OCR4wikisource icon indicating copy to clipboard operation
OCR4wikisource copied to clipboard

Run do_ocr.py automatically when pages are not equal

Open ravidreams opened this issue 9 years ago • 3 comments

Run do_ocr.py automatically when pages are not equal at the end of first do_ocr.py run. Right now, it waits for user input.

ravidreams avatar Feb 17 '16 15:02 ravidreams

It will create endless loop, because we are using third party tool (Google drive) and ocr depends on scan page quality, so manual input necessary. so after first run completed next three/four time can be set re-run automatically. For next run should be done by user and there may be two option

  1. re-run
  2. skipped the undone page

skipped page as describe #38 can be added here for complete the full ocr process.

jayantanth avatar Feb 18 '16 02:02 jayantanth

I see. How about limiting the iteration to 1 or 2 times only and then request manual input? This way, endless loop can be avoided.

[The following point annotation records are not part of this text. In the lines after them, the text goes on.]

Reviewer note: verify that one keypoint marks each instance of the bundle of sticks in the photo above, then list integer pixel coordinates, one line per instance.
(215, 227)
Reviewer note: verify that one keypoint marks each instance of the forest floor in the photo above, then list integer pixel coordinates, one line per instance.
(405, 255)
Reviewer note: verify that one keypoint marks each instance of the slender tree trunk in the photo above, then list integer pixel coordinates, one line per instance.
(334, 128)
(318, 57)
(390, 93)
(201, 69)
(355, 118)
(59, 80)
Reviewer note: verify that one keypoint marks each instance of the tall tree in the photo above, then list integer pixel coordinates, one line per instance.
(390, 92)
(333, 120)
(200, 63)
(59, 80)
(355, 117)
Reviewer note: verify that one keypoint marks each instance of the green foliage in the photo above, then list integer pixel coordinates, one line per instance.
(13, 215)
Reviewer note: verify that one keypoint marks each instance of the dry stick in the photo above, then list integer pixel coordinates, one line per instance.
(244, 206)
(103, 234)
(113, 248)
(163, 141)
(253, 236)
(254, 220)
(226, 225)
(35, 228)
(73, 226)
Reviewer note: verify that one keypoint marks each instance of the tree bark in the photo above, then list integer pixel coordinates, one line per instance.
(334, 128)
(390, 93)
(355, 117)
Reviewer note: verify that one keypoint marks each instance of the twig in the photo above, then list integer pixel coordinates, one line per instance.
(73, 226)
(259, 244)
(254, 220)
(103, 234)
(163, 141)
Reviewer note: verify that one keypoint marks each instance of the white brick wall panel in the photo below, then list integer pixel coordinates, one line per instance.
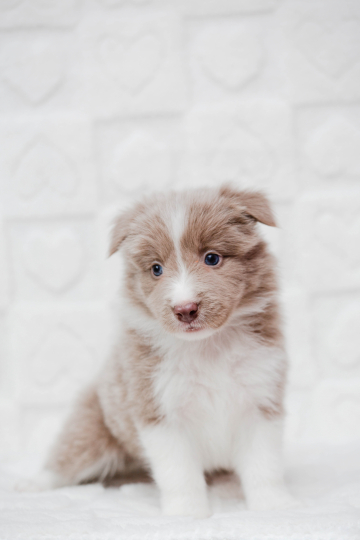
(10, 429)
(40, 68)
(39, 427)
(335, 333)
(323, 59)
(47, 166)
(328, 231)
(221, 7)
(133, 64)
(53, 260)
(57, 351)
(336, 411)
(4, 281)
(328, 142)
(234, 57)
(297, 325)
(248, 143)
(34, 13)
(137, 156)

But, this automatic feature is necessary if we are going to run batch of files together without the need for editing config.ini every time for new file. When the tool moves to the cloud, this might be necessary.

ravidreams avatar Feb 18 '16 10:02 ravidreams

This is needed. Happening to me almost every time. At least run do_ocr.py second time automatically, if some pages are not OCRed. After that we can do it manually.

bodhisattwawiki avatar Mar 27 '17 17:03 bodhisattwawiki